One afternoon, five years after Sikander’s birth, the boys slept on the couch (weathered and twisted by the sun and the rain)
next to the wall, exhausted by a game of hide-and-seek; Ram Mohan dozed, seated on the ground next to them, his back against
rough stone, dreaming. Then, feeling (not hearing) a quick movement to his left, he dragged his eyes open, fighting against
the sluggish inertia of drowsiness; for an instant, the greens and browns of the world swam, rolling against each other: the
sun had moved while they had slept, and Chotta and Sanjay flinched away from it, pushing their heads against Sikander, who
slept in the middle.

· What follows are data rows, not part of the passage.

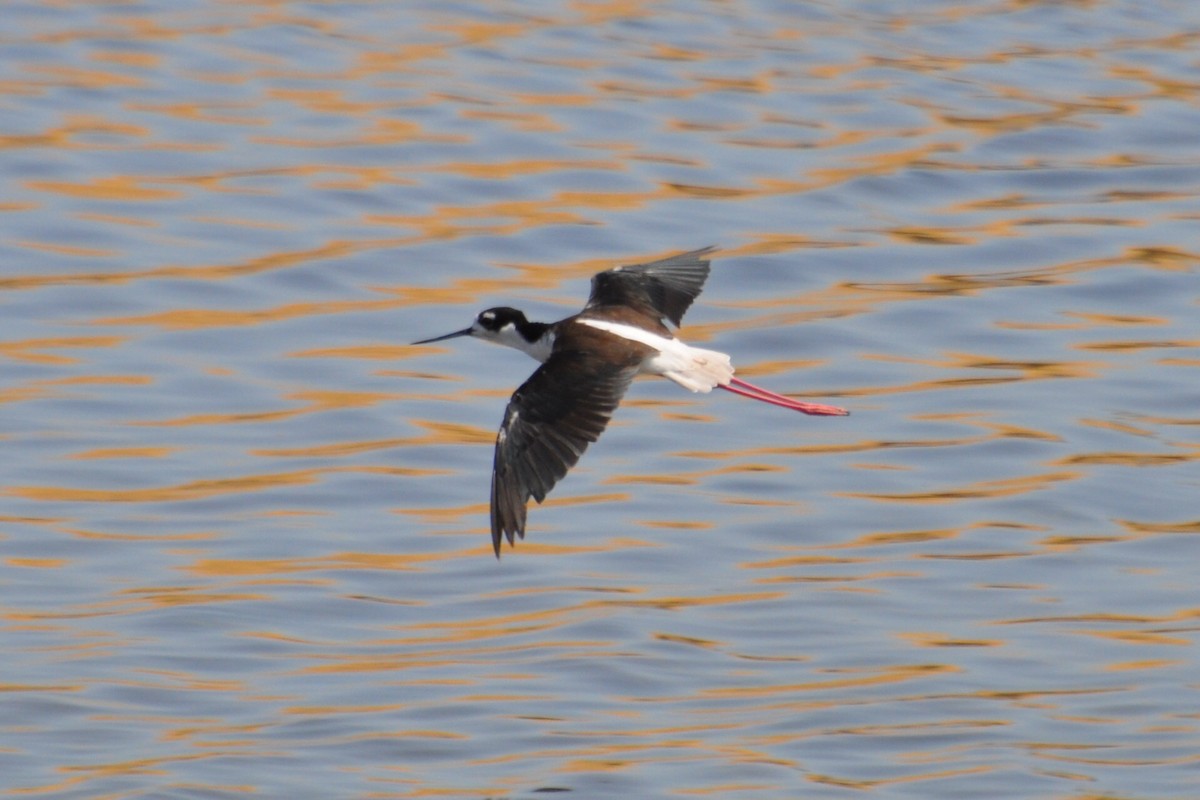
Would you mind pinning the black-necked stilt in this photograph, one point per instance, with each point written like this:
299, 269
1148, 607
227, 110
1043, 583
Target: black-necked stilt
587, 364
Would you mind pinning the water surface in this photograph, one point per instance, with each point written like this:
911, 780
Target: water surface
244, 529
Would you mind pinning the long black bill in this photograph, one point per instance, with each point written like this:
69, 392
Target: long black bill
465, 331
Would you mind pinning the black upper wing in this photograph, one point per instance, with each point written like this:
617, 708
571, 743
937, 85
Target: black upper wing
547, 425
664, 288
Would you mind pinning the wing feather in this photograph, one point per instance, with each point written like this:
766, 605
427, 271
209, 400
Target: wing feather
665, 288
547, 425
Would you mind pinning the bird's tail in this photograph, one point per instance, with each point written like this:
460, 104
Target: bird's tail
701, 370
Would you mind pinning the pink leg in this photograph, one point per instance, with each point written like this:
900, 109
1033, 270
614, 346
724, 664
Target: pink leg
747, 389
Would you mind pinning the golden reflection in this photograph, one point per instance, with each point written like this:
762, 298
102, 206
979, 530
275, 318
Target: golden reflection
845, 679
973, 489
942, 641
35, 350
201, 489
315, 402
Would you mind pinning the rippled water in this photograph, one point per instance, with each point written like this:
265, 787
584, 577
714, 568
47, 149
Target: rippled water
244, 528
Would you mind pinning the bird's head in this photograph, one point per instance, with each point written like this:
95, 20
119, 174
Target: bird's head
501, 325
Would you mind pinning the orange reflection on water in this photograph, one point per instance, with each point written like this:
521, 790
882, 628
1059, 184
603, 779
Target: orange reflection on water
201, 489
973, 489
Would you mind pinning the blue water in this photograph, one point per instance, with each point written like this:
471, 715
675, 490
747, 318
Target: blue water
244, 525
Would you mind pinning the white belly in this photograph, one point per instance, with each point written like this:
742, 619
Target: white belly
694, 368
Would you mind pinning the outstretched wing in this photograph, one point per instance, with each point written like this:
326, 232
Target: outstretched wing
664, 288
549, 423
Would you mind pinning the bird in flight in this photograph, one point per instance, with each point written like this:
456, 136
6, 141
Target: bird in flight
587, 362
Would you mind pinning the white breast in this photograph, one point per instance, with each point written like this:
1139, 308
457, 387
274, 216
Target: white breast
694, 368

Sikander slept peacefully in the centre, his face and chest covered by a dark shadow, dense; the penumbra
suggested a regular shape, a leaf perhaps, a big lotus, and Ram Mohan’s eyes began to close again, but then a drop of liquid
splattered against Sikander’s chest and curved down a rib, into the armpit, and Ram Mohan jerked out of sleep and looked up
into a pair of glittering red diamond-eyes, and his bowels spasmed, and his mouth began to shake, and he tried to speak, but
the black head moved slightly, and a blaze seemed to race up and down the tiny golden flecks along the sides of the slim,
black, powerful shape of the neck and the body, and Ram Mohan’s body shrank, and again, then, a drop of liquid formed at the
corner of a red eye and dropped through the air to make a silver streak on Sikander’s body; as the shadows and areas of light
shifted across the mud, the king-cobra moved, its huge opened hood, two hands across, held above Sikander always, shielding
him from the sun, and its tears wet his body, and its twenty-foot length curled around the boys, holding them in. Much later,
when Ram Mohan was finally able to make a sound, he tried to shout a servant’s name, to call for help, but only a strangled
yelp emerged, a sound like the last dying call of a fatally-shot gazelle, and, instantly, Chotta sat up, while on the other
side, Sanjay began to stir and rub his eyes.